A young Canberra man who used a fake female Facebook profile to trick a teenage boy into having sex with him has been sentenced to four years and 10 months' jail for rape.
The victim of Billy Tamawiwy, 23, was left "scarred for life" after he was targeted by an elaborate fraud designed to dupe teenagers across Canberra last year.
He still experiences recurring nightmares about the night he agreed to meet Tamawiwy, after being told that having sex with him would guarantee sex with "Tayla Edwards".
Tamawiwy had created a fake Facebook profile in the name of Ms Edwards using images found on Google, before starting online conversations with random male teenagers.

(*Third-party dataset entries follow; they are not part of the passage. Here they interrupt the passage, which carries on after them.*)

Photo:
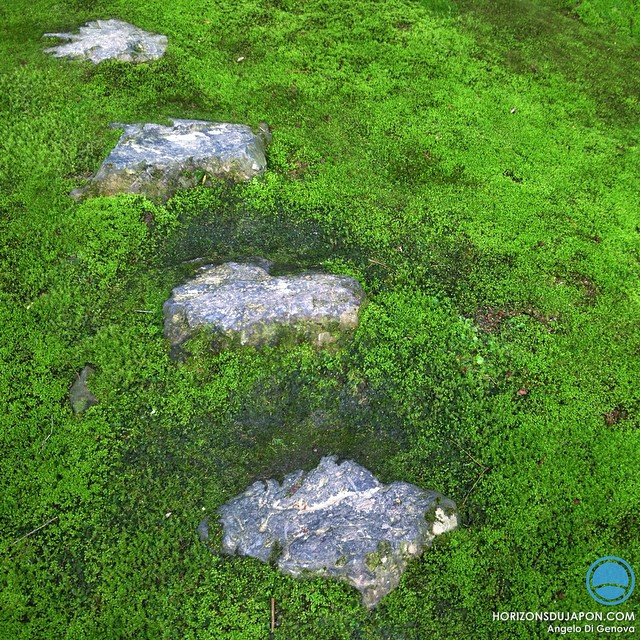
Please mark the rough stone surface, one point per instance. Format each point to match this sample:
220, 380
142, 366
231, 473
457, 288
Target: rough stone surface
79, 395
243, 300
109, 39
337, 521
156, 160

The conversations quickly became sexualised, and victims were told they could have sex with Ms Edwards if they had sex with a man named "Christian" first. That man was Tamawiwy.
The victim agreed to meet him and drank significant amounts of alcohol before reluctantly participating in the intercourse.

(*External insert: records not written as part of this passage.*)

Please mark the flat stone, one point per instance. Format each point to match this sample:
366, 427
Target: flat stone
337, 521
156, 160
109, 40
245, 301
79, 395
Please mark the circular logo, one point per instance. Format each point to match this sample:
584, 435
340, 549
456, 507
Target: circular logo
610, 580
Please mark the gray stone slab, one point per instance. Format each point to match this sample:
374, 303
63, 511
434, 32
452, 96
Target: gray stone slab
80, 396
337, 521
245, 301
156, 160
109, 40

Tamawiwy filmed the encounter and later threatened the victim and sent images to the his family.
He was later tracked down by police and charged with a series of offences, including sexual intercourse without consent, an act of indecency, and using a carriage service to menace, threaten or harass.
Tamawiwy fought the rape charges at trial, represented by barrister James Lawton.

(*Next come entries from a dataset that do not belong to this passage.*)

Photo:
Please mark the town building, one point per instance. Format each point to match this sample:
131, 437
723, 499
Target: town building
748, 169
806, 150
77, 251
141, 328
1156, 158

But a jury quickly found him guilty, on the basis he fraudulently obtained consent for the intercourse.
Justice Richard Refshauge on Wednesday sentenced Tamawiwy to four years and 10 months' jail, with a non-parole period of two years and two months.
That means he will be eligible for parole in November next year. He is likely to be deported to Indonesia once released.
In handing down his sentence, Justice Refshauge described the rape charges as "particularly frightening" and "vindictive". The judge said the deception was complex and required significant planning and pre-meditation.
"In my view, the only sentence is a sentence of imprisonment, to be served by full-time custody," he said.
The court was told the victim was still struggling to come to terms with what had happened to him but hoped the worst period of his life had now come to an end.
Tamawiwy still could not accept the verdicts of the jury, the court was told. He was described as "well-educated but immature".
His youth and traumatic childhood in Indonesia were taken into account in sentencing, as was his co-operation at trial in narrowing the issues in dispute.
Tamawiwy had said he was likely to face persecution upon return to Indonesia.
At trial, defence barrister Mr Lawton had argued that consent had been freely given on the promise of sex with Ms Edwards, rather than on any fraudulent representation of fact.
Mr Lawton described the offer of sex with Ms Edwards as a "reward" that was "enthusiastically pursued".
He argued the victim's consent was not negated simply because the reward was never given.